En Nouvelle-Calédonie, la situation était « plus calme et apaisée » vendredi en raison de l’état d’urgence et des renforts envoyés par Paris dans l’archipel. Cependant, le contrôle de plusieurs quartiers « n’est plus assuré », a reconnu le haut-commissaire de la République. Les autorités ont annoncé un « pont aérien » entre l’Hexagone et le territoire calédonien, où l’aéroport reste fermé aux vols commerciaux. Une enquête visant des « commanditaires » des émeutes a été ouverte.
Nouméa se trouve dans « une situation plus calme et apaisée » selon le représentant de l’État en Nouvelle-Calédonie, qui a cependant déploré une école et deux entreprises incendiées après une quatrième nuit de contestation de la réforme électorale votée à Paris. Le parquet de Nouméa a ouvert une enquête visant « des commanditaires ». Les autorités ont annoncé un « pont aérien » entre l’Hexagone et le territoire calédonien, où l’aéroport reste fermé aux vols commerciaux
Le contrôle de plusieurs quartiers en Nouvelle-Calédonie « n’est plus assuré », a reconnu le représentant de l’État sur ce territoire français du Pacifique sud, espérant que des renforts permettront de « reconquérir » ces zones après quatre nuits de tensions. « Des renforts vont arriver (…) pour contrôler les zones qui nous ont échappé ces jours derniers, dont le contrôle n’est plus assuré », a déclaré, vendredi, devant la presse à Nouméa, le haut-commissaire de la République, Louis Le Franc.

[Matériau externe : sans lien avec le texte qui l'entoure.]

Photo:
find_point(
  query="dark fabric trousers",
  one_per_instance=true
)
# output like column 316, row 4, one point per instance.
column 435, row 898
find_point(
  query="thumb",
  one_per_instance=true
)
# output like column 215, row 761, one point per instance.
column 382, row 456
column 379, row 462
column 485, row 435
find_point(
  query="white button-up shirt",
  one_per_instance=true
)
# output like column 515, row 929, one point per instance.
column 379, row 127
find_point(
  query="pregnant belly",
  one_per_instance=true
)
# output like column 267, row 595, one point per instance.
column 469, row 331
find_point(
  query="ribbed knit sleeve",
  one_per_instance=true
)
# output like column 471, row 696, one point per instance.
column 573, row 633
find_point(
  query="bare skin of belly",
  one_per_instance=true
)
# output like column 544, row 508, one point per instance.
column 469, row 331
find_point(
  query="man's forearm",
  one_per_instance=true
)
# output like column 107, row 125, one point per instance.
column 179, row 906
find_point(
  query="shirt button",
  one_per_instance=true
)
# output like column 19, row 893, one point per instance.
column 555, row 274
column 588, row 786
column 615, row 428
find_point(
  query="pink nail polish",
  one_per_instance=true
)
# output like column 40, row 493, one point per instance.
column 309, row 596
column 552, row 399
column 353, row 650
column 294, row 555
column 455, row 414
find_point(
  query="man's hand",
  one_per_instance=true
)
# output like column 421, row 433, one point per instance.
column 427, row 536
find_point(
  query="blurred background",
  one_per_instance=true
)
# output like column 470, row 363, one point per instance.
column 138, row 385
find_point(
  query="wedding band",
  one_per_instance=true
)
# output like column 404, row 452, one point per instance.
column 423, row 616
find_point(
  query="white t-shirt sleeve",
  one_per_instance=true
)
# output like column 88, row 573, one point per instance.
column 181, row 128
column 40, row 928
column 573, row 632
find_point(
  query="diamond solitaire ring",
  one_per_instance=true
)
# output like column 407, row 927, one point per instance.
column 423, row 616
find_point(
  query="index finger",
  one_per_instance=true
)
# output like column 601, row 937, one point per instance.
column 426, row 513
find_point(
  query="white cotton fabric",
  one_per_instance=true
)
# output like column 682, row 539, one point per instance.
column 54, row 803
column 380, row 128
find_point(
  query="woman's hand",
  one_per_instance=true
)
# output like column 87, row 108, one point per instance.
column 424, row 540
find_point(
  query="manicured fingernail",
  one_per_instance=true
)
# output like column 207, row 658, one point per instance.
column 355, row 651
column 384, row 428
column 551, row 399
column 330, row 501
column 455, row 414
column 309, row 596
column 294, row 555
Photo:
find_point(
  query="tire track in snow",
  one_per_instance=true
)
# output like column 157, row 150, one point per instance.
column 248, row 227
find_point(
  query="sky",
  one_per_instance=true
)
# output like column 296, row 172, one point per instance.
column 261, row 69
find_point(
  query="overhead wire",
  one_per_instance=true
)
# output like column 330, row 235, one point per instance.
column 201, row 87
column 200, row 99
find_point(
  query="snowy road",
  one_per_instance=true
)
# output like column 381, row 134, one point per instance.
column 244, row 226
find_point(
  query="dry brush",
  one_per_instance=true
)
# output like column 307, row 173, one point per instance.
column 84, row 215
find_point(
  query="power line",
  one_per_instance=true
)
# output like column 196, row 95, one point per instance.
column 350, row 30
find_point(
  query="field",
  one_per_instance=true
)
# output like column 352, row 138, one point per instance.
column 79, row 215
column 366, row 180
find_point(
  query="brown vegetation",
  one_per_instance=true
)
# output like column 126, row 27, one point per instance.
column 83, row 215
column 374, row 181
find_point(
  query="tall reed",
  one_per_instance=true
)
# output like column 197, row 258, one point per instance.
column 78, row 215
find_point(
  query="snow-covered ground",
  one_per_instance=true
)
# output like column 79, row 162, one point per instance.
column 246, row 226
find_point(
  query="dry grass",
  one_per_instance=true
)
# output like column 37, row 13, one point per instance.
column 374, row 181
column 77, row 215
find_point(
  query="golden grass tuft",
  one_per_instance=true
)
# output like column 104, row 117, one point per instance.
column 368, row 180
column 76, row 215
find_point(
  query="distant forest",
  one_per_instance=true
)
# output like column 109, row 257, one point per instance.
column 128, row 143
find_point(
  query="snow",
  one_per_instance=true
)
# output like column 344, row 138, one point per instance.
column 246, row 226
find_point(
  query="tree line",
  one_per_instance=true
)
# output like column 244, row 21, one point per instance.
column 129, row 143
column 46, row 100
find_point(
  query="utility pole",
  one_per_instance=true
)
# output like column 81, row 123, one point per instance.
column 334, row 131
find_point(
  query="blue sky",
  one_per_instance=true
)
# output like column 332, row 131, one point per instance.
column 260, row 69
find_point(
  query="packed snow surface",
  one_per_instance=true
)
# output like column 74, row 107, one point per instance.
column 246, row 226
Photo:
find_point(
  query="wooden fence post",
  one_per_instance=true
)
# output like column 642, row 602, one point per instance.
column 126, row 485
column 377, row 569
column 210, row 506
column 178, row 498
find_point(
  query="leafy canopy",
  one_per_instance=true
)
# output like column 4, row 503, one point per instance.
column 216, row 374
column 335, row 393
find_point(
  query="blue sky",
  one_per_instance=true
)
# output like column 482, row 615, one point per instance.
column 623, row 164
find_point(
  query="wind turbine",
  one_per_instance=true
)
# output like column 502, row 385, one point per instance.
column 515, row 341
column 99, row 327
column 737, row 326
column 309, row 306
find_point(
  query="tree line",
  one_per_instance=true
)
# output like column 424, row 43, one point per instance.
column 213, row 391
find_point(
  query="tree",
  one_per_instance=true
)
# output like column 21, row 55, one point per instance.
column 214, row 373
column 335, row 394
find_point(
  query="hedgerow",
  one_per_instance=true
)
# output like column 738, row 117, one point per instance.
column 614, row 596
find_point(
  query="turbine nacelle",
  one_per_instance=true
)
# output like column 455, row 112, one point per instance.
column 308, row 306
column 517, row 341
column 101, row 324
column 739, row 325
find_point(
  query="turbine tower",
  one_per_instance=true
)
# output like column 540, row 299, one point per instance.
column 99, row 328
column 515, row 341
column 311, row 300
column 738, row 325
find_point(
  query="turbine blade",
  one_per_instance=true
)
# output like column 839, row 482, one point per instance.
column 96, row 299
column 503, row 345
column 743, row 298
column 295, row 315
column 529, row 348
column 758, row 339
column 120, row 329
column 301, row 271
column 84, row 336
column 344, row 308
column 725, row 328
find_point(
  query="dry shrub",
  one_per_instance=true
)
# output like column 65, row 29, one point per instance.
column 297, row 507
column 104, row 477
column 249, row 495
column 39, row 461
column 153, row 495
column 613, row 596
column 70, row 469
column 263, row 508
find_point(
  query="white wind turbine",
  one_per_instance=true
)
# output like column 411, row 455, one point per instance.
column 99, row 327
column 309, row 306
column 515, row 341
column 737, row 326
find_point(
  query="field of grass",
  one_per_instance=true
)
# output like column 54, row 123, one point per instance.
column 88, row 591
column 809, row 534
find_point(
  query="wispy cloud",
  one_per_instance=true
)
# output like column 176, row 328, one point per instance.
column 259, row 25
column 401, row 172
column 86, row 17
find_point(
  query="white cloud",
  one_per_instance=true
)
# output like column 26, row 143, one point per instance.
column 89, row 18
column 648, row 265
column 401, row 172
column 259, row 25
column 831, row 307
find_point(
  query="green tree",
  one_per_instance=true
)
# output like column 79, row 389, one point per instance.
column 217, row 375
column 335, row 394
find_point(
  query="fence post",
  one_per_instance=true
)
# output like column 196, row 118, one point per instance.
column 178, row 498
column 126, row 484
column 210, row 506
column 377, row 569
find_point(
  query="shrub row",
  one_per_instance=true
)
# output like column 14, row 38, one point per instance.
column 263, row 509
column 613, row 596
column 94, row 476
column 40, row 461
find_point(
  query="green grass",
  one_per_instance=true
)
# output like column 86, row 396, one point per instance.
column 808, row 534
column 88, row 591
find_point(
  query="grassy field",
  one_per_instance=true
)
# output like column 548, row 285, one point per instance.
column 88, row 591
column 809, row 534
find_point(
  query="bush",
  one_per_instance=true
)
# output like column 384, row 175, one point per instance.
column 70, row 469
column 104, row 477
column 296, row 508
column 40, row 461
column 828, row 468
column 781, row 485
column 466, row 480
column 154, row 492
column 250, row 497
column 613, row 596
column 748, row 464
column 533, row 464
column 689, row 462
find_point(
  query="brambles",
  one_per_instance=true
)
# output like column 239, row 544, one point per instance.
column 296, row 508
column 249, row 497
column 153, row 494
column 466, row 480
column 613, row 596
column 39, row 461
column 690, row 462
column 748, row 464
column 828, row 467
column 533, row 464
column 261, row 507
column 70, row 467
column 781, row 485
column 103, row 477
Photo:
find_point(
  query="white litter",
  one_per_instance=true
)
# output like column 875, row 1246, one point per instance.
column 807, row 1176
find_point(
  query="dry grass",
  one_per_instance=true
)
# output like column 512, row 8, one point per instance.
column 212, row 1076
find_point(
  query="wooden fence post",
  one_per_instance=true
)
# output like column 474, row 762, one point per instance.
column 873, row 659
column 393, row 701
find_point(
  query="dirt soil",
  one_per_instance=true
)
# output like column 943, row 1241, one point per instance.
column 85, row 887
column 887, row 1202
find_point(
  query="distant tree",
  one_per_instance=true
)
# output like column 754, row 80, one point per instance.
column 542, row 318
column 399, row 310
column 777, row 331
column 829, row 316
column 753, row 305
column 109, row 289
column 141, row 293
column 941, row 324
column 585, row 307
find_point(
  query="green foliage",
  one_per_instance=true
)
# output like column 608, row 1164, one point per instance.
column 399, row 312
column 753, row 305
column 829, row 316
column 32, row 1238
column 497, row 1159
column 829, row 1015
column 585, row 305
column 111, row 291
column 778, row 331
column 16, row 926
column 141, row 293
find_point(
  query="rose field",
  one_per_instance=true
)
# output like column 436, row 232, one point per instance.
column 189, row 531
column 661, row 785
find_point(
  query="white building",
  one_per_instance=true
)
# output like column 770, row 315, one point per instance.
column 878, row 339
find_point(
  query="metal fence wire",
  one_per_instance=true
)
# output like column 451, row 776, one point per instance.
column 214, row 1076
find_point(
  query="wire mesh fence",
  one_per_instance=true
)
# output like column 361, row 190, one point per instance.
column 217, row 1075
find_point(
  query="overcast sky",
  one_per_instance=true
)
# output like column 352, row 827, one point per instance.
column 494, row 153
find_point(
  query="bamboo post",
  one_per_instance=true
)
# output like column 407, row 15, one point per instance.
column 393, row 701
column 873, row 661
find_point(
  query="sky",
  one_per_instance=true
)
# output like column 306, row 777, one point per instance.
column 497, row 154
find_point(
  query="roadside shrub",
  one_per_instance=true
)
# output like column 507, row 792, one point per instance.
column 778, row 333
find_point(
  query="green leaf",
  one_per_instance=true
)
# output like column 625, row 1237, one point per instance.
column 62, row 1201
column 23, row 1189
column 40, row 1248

« L’état d’urgence a permis, pour la première fois depuis lundi, de retrouver une situation plus calme et apaisée dans le grand Nouméa, malgré les incendies d’une école et de deux entreprises », avait indiqué plus tôt le haut-commissariat de la République dans un communiqué.
Par ailleurs, une personne soupçonnée d’un homicide lors des émeutes s’est rendue aux forces de l’ordre, a annoncé le haut-commissaire, Louis Le Franc.
Ouverture d’une enquête visant des « commanditaires »
Selon Gérald Darmanin, les forces de l’ordre ont procédé à de nombreuses interpellations et « dix leaders mafieux » de la CCAT, la mouvance indépendantiste la plus radicale, ont été assignés à résidence.
Le ministre a par ailleurs dénoncé l’ingérence de l’Azerbaïdjan où plusieurs leaders indépendantistes calédoniens se sont déplacés ces derniers mois. Bakou a cependant jugé les accusations de Paris « infondées ».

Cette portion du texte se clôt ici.